Redefining north.
by Kelly Gray
Winner, Neutrino Short-Short Prize, selected by jj peña
When we find the porpoise, I have so much to tell you. How animals are queer. How for me, sex is everything. And how the details, like whales dying with genitals extending into the great blue sea, will be of use to you in the future. My scientist, my party-goer. I hear now that kids aren’t having sex. I get it, the apocalypse is slower than expected, dull even. Still, on the last day of the year we meander the mating grounds for harbor seals and sea birds, a place that life thrashes. We are a part of it. Then, out in the open, a body. The head and tail intact, the skin the texture of wet rubber, the midsection red and bright. The color of inside; pink meat, only a gleam of ribcage flashing white in the sun. There are no flies, no smell. We pry its mouth open with a piece of driftwood. There is a tongue, soft rows of perfectly neat teeth. Half the skull is visible, bulbous. We circle and circle. It is the last day of December, the sun is setting, we are alone on the beach with the smallest cetacean at our feet. I want this creature to tell you everything that I can’t; how one day I will be dead, and I hope that you have lived a joyous life of thrashing.

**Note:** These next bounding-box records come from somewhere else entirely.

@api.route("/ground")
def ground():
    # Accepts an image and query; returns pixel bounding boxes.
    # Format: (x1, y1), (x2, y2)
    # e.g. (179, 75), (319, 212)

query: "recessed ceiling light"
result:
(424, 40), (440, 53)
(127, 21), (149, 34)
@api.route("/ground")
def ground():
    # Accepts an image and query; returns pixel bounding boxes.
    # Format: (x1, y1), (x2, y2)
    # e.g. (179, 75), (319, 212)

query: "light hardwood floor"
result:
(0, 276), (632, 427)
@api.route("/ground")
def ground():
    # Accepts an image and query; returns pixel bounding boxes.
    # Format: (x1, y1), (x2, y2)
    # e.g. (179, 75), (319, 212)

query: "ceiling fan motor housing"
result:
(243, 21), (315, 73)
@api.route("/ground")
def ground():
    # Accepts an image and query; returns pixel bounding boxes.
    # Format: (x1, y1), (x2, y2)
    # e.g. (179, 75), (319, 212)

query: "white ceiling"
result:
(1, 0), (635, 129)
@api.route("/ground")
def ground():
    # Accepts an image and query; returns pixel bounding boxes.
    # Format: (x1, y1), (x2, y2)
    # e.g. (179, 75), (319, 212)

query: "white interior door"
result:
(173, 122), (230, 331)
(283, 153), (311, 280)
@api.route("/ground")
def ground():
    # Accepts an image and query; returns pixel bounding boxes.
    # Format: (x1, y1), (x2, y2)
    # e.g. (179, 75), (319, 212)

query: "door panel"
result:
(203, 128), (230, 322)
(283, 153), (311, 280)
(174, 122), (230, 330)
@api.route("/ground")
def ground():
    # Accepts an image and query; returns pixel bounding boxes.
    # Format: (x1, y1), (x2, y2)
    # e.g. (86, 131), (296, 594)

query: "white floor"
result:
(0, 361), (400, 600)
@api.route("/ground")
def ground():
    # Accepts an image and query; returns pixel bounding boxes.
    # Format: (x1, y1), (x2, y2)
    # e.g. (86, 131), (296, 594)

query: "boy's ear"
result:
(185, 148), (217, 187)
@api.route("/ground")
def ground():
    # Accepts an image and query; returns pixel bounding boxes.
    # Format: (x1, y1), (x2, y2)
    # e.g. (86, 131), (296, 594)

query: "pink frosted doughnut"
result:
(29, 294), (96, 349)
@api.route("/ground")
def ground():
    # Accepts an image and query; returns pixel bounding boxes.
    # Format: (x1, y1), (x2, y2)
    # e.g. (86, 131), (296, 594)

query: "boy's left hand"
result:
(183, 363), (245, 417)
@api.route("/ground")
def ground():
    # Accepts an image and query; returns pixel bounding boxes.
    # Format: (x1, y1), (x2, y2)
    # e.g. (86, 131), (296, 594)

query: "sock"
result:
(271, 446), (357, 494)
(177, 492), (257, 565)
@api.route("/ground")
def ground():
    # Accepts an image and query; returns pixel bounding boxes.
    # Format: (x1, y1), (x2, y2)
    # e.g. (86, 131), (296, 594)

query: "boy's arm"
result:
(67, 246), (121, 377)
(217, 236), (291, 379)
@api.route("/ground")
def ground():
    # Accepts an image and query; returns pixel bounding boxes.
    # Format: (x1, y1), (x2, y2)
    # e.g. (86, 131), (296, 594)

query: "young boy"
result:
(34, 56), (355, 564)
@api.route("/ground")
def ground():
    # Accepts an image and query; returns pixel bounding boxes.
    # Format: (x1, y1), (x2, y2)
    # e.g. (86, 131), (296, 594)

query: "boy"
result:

Kelly Gray (she/her/hers) is the author of Instructions for an Animal Body (Moon Tide Press 2021), My Fingers are Whales and Other Stories of Cetology (Moon Child Press 2021), and Tiger Paw, Tiger Paw, Knife, Knife (Quarterly Press 2022). She has contributed poetry and story to Northwest Review, Pithead Chapel, Harbor Review, Driftwood Press, BULL, Superstition Review, and elsewhere, and is thrilled to be a Best of the Net finalist and nominated for Pushcart Prizes. Some of her favorite things are backroads, donuts and smelling wet. You can read more of her work at writekgray.com or follow her @_west_of_west.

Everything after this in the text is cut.